For the garlic butter
G 60 butter
N 2 cloves garlic
Flavors or parsley to taste


Kcal 628*

*For every medium-low speed running activity (8Km/h), the AVERAGE calorie consumption is of approximately 8Kcal x Kg x height, considering an average female weight of 60 Kg and an average male weight of 80 Kg.

Preparation

  • For the potatoes, preheat the oven to 350 °F (175° C). Wash the potatoes. With wooden skewers on both sides of the potato (longitudinally) make thin slices until the knife hits the skewers ensuring not to cut it all. Repeat on each potato.
  • Cook the bacon and cut into pieces. Then place the pieces of bacon into potato’s slices. Add a tablespoon of butter to each potato.
  • Place the potatoes in a cast iron pan into the oven. Cook for 3 h or until the potatoes are completely cooked. They should be soft all of the way through. Once the potatoes are cooked, add the cheese and cook for another 10′.
  • Pull off the pan from the oven, top with sour cream and green onions.
  • For the meat, preheat the oven to 275 °F (135° C). Pat the meat dry, then season all sides with the hardcore carnivore black seasoning for meat. An alternative season could be a simple mix of pepper and salt.
  • Let the meat rest with the seasoning for 20′ to allow the seasoning to adhere to the meat. After 20′ the meat should be moist because some of the moisture is released.
  • Place the meat directly on the grill at the top of a wire rack of the oven and cook for 45 ‘until the internal temperature of the meat reach 130 °F (55° C).
  • Preheat a cast iron pan with canola oil and butter.
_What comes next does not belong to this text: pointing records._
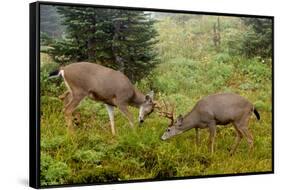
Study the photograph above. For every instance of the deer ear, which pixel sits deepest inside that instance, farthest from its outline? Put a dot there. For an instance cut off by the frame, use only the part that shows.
(180, 119)
(149, 96)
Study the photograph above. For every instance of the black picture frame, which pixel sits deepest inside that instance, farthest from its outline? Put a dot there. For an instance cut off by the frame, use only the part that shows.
(34, 91)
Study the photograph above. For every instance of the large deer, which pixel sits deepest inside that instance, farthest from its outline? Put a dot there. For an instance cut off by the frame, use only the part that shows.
(217, 109)
(103, 84)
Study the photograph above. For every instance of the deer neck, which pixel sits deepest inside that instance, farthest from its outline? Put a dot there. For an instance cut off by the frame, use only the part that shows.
(137, 99)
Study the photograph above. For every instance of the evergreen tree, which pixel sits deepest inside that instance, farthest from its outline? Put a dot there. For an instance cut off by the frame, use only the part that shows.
(120, 39)
(258, 41)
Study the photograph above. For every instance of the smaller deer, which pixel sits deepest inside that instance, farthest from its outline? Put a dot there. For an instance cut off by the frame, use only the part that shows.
(213, 110)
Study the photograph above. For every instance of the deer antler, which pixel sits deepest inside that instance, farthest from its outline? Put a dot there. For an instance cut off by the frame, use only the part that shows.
(163, 110)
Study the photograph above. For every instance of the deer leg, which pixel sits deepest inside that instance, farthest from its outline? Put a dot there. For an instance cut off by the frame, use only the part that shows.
(212, 130)
(249, 138)
(239, 136)
(110, 110)
(127, 114)
(243, 127)
(197, 136)
(62, 97)
(66, 97)
(70, 107)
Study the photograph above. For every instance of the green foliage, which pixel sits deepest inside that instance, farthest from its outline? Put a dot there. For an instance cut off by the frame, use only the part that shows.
(52, 172)
(258, 41)
(120, 39)
(190, 68)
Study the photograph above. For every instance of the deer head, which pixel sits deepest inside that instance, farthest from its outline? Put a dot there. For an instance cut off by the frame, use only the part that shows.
(147, 107)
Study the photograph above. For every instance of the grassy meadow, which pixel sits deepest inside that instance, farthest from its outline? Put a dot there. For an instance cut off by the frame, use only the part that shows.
(189, 68)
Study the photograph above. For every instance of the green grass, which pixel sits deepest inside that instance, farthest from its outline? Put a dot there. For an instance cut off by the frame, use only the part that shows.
(91, 154)
(190, 69)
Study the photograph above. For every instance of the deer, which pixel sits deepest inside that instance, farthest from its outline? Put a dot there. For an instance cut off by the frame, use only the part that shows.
(103, 84)
(213, 110)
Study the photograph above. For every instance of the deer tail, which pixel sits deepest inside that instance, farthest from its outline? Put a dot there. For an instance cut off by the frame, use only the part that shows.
(256, 113)
(54, 74)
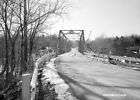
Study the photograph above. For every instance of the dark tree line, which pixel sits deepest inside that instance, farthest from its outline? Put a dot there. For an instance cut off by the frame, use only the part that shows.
(20, 22)
(121, 46)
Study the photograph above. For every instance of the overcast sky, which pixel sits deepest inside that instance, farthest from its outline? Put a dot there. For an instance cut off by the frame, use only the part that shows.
(108, 17)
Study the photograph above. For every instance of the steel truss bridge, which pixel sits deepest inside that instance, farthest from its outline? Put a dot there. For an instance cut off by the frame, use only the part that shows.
(67, 35)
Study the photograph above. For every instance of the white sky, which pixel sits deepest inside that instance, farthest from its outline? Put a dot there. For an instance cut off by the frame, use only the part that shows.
(109, 17)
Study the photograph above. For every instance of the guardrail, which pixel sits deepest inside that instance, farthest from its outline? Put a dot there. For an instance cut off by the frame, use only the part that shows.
(34, 82)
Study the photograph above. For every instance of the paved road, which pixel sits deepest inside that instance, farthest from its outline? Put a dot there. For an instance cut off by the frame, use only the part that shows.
(97, 81)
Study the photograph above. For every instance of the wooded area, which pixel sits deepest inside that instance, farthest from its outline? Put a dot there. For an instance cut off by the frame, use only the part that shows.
(120, 46)
(20, 22)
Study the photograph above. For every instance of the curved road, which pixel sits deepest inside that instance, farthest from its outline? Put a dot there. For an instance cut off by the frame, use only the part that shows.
(97, 81)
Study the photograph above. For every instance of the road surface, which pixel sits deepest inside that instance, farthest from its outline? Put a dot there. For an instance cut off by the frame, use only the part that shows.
(92, 80)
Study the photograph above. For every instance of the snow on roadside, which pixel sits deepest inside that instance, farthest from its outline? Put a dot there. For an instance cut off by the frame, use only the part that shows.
(61, 88)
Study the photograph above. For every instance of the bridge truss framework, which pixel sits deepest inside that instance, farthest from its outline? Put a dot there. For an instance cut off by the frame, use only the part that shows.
(63, 36)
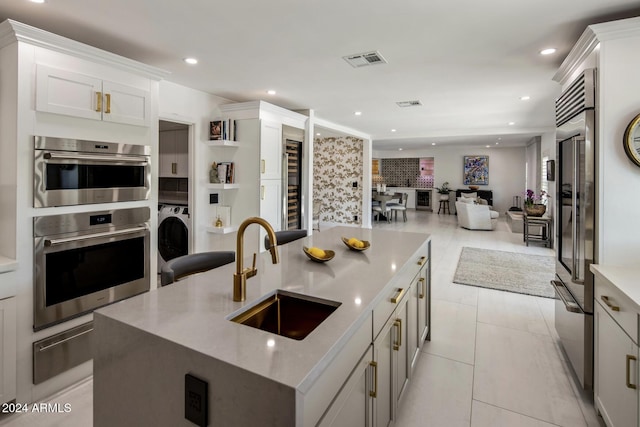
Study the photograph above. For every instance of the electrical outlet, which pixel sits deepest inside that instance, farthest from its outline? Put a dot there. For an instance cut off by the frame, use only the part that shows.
(196, 400)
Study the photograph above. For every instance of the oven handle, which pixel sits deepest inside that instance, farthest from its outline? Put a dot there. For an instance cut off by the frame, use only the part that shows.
(97, 158)
(54, 242)
(571, 306)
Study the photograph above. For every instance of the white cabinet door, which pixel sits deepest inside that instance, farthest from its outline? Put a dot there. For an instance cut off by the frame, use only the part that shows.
(270, 150)
(68, 93)
(8, 345)
(125, 104)
(352, 406)
(271, 202)
(73, 94)
(616, 372)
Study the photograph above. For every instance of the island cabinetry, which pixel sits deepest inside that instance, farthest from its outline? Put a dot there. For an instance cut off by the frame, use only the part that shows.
(616, 356)
(70, 93)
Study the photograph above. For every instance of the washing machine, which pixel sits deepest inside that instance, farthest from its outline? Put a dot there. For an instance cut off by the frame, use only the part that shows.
(174, 223)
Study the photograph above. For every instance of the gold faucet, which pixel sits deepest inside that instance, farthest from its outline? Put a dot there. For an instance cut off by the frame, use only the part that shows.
(242, 274)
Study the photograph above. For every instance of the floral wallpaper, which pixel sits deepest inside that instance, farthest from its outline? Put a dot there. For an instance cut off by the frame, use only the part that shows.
(337, 164)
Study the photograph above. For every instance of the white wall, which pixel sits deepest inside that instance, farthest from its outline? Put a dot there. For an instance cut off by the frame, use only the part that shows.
(618, 177)
(506, 169)
(192, 107)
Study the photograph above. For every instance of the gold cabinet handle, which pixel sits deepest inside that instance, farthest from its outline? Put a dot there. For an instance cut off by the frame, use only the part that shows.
(398, 296)
(98, 102)
(398, 343)
(374, 392)
(629, 359)
(609, 303)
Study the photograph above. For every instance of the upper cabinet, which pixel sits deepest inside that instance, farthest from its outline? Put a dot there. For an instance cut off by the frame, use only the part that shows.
(65, 92)
(270, 150)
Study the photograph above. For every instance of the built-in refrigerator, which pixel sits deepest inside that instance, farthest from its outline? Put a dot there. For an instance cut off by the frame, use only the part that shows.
(575, 223)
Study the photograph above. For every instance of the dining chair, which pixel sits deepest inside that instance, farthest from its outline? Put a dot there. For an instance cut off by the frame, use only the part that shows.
(402, 206)
(285, 236)
(183, 266)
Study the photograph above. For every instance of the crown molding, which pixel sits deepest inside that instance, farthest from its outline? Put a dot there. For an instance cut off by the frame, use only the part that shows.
(592, 36)
(12, 31)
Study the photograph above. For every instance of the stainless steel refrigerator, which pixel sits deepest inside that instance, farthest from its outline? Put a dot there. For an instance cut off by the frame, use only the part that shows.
(575, 223)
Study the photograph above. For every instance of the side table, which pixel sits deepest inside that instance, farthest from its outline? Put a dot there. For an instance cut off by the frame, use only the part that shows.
(537, 229)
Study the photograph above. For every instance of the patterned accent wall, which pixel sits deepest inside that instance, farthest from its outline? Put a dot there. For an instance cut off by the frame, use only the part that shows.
(337, 164)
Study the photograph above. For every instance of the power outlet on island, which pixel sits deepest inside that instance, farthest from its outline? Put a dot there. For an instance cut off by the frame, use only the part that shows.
(196, 400)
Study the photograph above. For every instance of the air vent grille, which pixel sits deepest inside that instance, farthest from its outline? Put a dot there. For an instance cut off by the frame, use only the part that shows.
(579, 96)
(405, 104)
(365, 59)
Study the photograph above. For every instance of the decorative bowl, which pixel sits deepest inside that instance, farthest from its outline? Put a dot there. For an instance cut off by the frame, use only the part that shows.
(328, 255)
(366, 245)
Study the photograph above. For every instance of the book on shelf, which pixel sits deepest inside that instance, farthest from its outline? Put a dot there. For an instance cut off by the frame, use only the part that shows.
(226, 173)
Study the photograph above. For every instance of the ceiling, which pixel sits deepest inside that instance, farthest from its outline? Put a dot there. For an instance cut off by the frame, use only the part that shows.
(467, 61)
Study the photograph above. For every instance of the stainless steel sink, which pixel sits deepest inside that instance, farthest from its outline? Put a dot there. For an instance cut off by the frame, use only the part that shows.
(288, 314)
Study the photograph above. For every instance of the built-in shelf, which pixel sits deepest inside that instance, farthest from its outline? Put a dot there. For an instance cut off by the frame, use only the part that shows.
(223, 143)
(222, 186)
(222, 230)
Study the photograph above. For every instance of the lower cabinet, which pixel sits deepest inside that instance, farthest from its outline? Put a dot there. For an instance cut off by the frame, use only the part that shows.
(372, 392)
(616, 372)
(353, 404)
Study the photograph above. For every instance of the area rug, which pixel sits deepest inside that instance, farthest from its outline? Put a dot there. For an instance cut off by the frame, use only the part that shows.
(506, 271)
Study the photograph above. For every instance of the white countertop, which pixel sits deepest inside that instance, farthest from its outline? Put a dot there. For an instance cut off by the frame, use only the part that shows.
(194, 312)
(7, 264)
(623, 277)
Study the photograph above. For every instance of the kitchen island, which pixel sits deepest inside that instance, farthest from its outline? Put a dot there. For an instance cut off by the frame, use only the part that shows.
(145, 345)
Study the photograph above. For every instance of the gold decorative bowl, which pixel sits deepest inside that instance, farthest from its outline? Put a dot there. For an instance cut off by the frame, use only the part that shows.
(328, 255)
(367, 245)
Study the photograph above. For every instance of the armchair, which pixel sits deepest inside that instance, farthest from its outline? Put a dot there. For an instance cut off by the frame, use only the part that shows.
(476, 217)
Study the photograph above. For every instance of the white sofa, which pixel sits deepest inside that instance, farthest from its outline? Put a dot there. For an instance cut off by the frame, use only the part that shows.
(476, 217)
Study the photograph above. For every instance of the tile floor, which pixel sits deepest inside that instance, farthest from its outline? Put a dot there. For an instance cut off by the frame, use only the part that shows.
(493, 359)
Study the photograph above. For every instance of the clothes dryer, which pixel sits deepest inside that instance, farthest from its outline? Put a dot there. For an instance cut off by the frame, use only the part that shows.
(174, 223)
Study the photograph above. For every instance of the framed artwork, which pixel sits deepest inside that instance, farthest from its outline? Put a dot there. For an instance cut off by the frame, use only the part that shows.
(475, 170)
(551, 170)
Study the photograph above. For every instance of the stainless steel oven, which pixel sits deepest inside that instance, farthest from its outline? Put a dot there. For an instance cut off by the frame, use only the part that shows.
(78, 172)
(86, 260)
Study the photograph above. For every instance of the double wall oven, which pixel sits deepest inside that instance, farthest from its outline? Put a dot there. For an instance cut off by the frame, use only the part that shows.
(78, 172)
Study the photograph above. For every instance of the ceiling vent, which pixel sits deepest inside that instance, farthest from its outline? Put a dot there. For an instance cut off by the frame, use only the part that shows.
(364, 59)
(405, 104)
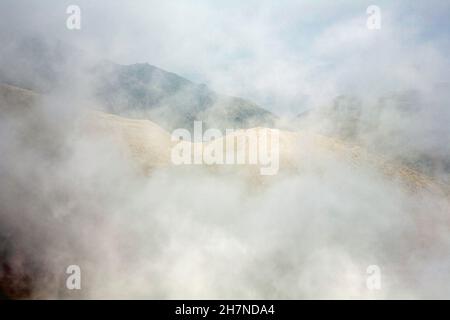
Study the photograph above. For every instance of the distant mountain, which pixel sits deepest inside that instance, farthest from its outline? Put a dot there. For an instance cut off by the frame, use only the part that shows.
(145, 91)
(136, 91)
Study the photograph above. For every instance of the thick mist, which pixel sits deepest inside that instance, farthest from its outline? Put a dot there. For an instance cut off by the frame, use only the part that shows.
(74, 195)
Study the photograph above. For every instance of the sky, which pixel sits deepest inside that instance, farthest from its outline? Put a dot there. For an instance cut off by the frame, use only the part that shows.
(68, 196)
(287, 56)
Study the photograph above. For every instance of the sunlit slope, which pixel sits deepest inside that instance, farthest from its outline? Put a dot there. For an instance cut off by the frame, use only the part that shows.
(299, 151)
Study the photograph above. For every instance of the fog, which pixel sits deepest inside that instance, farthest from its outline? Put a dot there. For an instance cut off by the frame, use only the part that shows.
(73, 196)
Once the meat has reached the internal temperature of 130 °F (55° C), transfer it to a hot cast iron pan and sear both sides of the meat for 2′ to create a nice crust.
  • Put the garlic butter on top of the meat and let the meat rest for 20′ to allow the muscle to relax and to absorb the juices in the meat again.
  • Cut the meat into slices and serve with potatoes.